On Fri, 29 Dec 2000, Andrea Arcangeli wrote:
> On Fri, Dec 29, 2000 at 06:50:18PM +0000, Alan Cox wrote:
> > Your cgi will keep the other CPU occupied, or run two of them. thttpd has
> > superb scaling properties compared to say apache.
>
> I think with 8 CPUs and 8 NICs (usual benchmark setup) you want more than 1 cpu
> serving static data and it should be more efficient if it's threaded and
> sleeping in accept() instead of running eight of them (starting from sharing
> tlb entries and avoiding flushes probably without the need of CPU binding).
hey, nobody sane runs an 8 CPU box with 8 NICs for a production webserver.
8 single CPU boxes, or 4 dual boxes behind a load balancer. now that's
more common, more scalable, more robust. :)
oh yeah they all run perl, java, or php too :) i've seen sites with more
than 100 dynamic front-ends and a pair of 350Mhz x86 boxes in the corner
handling all the static needs (running apache even!). a pair only 'cause
of redundancy reasons, not because of load reasons.
100Mbits/s of *transit* internet bandwidth costs US$75000 per month in
typical datacenters btw. obviously there's cheaper bandwidth if you push
out to the edges of the net, into the central offices.

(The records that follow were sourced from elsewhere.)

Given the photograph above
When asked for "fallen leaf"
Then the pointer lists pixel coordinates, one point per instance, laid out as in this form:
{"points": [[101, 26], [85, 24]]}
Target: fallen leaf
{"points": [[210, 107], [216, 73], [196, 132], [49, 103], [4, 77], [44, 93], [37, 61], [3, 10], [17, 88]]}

this isn't to say that nobody will ever want phat bandwidth on a single
webserver... but i'd say linux and most everyone else is at least 3 years
ahead of the long-haul networks in terms of ability to pump data. the
true value of zero-copy TCP will be more apparent in the upcoming age of 1
Mbit/s video thanks to MPEG4. i'd expect to see the cable/dsl
conglomerates start doing this in their central offices soon.
the RAM and CPU hungry dynamic content languages tend to dictate the sheer
quantity of machines required to handle even small web volumes -- folks
quickly exceed the reasonably priced SMP systems available. the cost per
CPU, and per Mb RAM are the limiting factors (these go up quickly when you
put all CPUs and RAM on the bus). that plus the desire for reliability /
lack of a single failure point mean that web development tools have grown
up expecting to be on a distributed network of nodes rather than on a
large SMP system.
the 8 CPU monsters run stuff like NFS/filesystems and oracle. some day
someone will build a horizontally scalable database which works, with a
reasonable licensing policy and then we'll see even more value in
commodity hardware/networking. this is an area i'm currently quite
interested in, pointers to research / interesting projects appreciated.
i know about globalfilesystem.org, veritas clustered fs, oracle parallel
server, and IBM DB2 EEE already -- none are quite to the point where i'd
use them to scale something across 100 nodes yet though.